When patients make it to Hartford GYN after facing the protesters outside, Beers says, "they're confused."
"They just want to come in, get their care, and instead they're handed pamphlets or they're encountered by people that they just don't want to have to deal with," Beers says. "And they're being given false information and being told lies about abortion."
CPCs may tell women that abortion causes breast cancer and will cause mental distress -- both of which are false statements.
When patients enter the offices after hearing this false information, Hartford GYN's providers "use this as an opportunity to talk with people and we provide our care in a non-judgmental environment," Beers says.
Meanwhile, CPCs may claim to offer medical services that they're not actually able to provide.
"They provide unlicensed and unreliable medical services like ultrasounds that are performed by untrained staff that fail to recognize legitimate issues and inaccurately date pregnancies," Beers says. "They delay abortion care, which can mean an increase in barriers, cost, and travel.
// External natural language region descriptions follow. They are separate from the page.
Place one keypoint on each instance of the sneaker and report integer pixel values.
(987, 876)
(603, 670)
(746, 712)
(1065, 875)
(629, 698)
These fake clinics manipulate women by promising support that never materializes, and is not enough."
And on the other side of the Hartford complex, Hartford GYN has real doctors.
"All of our doctors are licensed medical providers. They're all board-certified doctors and nurses and providers," Beers says. "We give all accurate medical information to our patients. We provide answers to the questions that they're seeking – the care that they're seeking."
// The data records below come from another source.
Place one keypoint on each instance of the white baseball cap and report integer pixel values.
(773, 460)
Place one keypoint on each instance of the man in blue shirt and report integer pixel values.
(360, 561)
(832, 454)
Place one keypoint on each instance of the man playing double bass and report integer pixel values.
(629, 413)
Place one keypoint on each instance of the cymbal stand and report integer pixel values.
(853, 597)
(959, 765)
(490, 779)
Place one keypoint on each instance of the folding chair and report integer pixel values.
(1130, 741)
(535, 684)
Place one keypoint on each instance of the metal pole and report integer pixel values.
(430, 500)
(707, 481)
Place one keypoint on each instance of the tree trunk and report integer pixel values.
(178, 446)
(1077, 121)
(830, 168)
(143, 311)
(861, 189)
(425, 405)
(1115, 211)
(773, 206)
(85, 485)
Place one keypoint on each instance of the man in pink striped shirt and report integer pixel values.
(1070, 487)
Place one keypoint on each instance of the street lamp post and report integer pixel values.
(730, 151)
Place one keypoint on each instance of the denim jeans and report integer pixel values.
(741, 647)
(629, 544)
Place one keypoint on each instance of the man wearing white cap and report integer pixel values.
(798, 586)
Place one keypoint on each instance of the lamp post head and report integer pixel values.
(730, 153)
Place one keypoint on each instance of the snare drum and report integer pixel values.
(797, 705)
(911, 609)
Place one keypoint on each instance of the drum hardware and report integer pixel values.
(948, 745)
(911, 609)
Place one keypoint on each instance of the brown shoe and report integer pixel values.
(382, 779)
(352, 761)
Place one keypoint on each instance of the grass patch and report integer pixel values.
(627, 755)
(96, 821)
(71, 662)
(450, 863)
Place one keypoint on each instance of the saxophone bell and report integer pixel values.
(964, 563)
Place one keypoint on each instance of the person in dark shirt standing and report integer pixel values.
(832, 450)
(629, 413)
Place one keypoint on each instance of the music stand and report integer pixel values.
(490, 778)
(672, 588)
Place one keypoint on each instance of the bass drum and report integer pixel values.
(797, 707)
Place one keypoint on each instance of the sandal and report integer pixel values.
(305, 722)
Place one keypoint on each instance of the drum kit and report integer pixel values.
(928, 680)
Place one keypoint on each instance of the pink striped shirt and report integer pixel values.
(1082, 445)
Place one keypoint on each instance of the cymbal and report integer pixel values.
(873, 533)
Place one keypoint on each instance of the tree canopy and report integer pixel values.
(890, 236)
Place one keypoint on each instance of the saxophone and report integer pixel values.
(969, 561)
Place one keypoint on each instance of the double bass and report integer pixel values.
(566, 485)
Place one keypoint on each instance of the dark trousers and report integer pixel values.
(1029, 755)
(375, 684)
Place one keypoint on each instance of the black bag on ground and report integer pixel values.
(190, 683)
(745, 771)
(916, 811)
St. Gerard's providers, on the other hand, are not quite at the same level.
Hartford GYN is worried for its patients' health with the center next door.
The St. Gerard's center has registered nurses volunteering with them, their executive director told me in May. In terms of medical help, the St. Gerard's center will offer sonograms -- and otherwise referrals to a nearby hospital.
"We know they don't give the health care services that women are looking for, and the fact that they shame and stigmatize women and help to limit their options – that bothers me more than anything," Beers says. "What we care about at Hartford GYN is that people can plan the pregnancies that they want. ... We're dedicating ourselves to caring for the patients once they walk through our doors, and it's really unfortunate that we have to spend our time worrying about whether people will walk through the right doors in the first place."
In an attempt to keep patients from St. Gerard's, Hartford GYN has trained escorts helping patients get from the sidewalk to the building.
"At this point, we try really hard to tell them on the phone clear markers and how to enter the building," Beers adds.
Beers wants patients to know that despite St. Gerard's presence, "we are absolutely dedicated to caring for our patients once they walk through our doors."
"We are dedicated to providing compassionate, expert abortion care and other reproductive healthcare services to anybody that walks through our doors," Beers says. "All of our physicians and all of our medical staff are licensed and completely qualified to provide medical care to all of our patients. We are compassionate, and everybody is dedicated to providing the best health care services they can possibly receive."
While she's comforting patients, Beers also has a message for St. Gerard's.
"Truly supporting women to create the safe, healthy families they dream of means being honest with them and making sure they have all the information and health care they need to make decisions about what is best for them and their families -- even if you don't always agree with their decision," Beers says she would tell the center's staff. "We don't always know a woman's circumstances, we're not in her shoes."